Biomechanical assessment of locomotion in two rodent models of nervous system injury

Abstract

The adaptation of inverse dynamics was performed to quantitatively examine the subtle locomotor changes, previously undetectable, in rodent locomotion following nervous system injury. The first experiment performed an injury with known effects, a unilateral lesion of the medial and lateral branches of the left tibial nerve of Long-Evans rats, and measured the resulting data via inverse dynamics. Special effort was made to account for skin movement artefacts using a global optimization method for marker digitization. The second experiment attempted to apply this technique to Long-Evans rats with spinal hemisections at spinal level T-10. After the peripheral nerve injury to the tibial nerve branches, the main findings were that ankle joint still produces an extensor moment and positive power without the active contraction of the gastrocnemius m.
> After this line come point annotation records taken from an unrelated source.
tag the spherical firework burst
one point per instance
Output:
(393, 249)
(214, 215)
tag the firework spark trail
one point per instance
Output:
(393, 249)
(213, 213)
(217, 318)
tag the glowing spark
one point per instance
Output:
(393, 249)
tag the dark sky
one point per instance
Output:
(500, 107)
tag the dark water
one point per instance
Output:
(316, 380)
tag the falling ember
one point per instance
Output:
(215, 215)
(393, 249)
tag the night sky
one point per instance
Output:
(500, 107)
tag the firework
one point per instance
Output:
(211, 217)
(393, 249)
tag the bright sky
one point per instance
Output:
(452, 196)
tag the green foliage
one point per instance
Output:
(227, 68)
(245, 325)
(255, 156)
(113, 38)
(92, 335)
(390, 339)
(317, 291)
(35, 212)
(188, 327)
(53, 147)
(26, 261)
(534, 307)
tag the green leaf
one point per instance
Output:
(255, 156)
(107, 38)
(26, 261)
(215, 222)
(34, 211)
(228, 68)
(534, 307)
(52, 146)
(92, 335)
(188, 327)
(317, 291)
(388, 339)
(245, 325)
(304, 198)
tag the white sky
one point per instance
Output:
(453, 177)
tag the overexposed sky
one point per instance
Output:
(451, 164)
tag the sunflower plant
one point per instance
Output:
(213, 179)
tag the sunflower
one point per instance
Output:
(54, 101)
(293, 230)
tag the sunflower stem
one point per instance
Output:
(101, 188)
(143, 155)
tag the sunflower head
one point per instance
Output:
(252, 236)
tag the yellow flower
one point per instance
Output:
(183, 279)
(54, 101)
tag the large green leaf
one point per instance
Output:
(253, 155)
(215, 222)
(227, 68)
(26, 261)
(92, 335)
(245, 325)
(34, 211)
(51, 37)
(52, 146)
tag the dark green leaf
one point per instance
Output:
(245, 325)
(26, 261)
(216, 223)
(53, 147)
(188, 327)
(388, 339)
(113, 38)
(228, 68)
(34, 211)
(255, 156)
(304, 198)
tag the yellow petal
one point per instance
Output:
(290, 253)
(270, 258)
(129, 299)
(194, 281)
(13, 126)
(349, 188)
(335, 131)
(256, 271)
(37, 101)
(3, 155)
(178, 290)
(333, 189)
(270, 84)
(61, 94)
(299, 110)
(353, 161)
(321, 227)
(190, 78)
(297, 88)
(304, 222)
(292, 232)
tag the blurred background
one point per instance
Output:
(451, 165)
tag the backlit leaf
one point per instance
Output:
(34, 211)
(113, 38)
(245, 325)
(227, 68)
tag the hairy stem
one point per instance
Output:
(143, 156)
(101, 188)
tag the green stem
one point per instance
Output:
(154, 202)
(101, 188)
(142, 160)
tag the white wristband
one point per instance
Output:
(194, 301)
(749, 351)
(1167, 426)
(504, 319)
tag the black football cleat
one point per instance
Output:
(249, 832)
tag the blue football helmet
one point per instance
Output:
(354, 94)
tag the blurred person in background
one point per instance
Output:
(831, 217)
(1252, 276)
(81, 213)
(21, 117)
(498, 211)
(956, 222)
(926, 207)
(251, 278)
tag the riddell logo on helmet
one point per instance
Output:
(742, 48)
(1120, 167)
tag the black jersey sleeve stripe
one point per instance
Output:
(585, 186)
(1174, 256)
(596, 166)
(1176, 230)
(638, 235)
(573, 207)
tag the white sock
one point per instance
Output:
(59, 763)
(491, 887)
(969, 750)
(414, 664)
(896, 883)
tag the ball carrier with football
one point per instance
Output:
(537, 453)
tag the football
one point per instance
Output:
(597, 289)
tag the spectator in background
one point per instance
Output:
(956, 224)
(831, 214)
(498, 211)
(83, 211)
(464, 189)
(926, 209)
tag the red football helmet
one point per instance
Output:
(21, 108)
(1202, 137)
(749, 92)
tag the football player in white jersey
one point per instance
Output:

It is possible that this phenomenon is due to passive contractile elements of the muscle and tendon. In addition, the knee and hip of the lesion leg ‘stiffen,’ resulting in substantial reductions in moment generation and nearly total losses of both negative and positive power production. There were also compensations made by the opposite hindlimb and contralateral forelimb. The spinal cord hemisection produced subtle, complicated intra and interlimb changes in both joint moment and joint power analysis that could not be seen by looking at joint angles alone.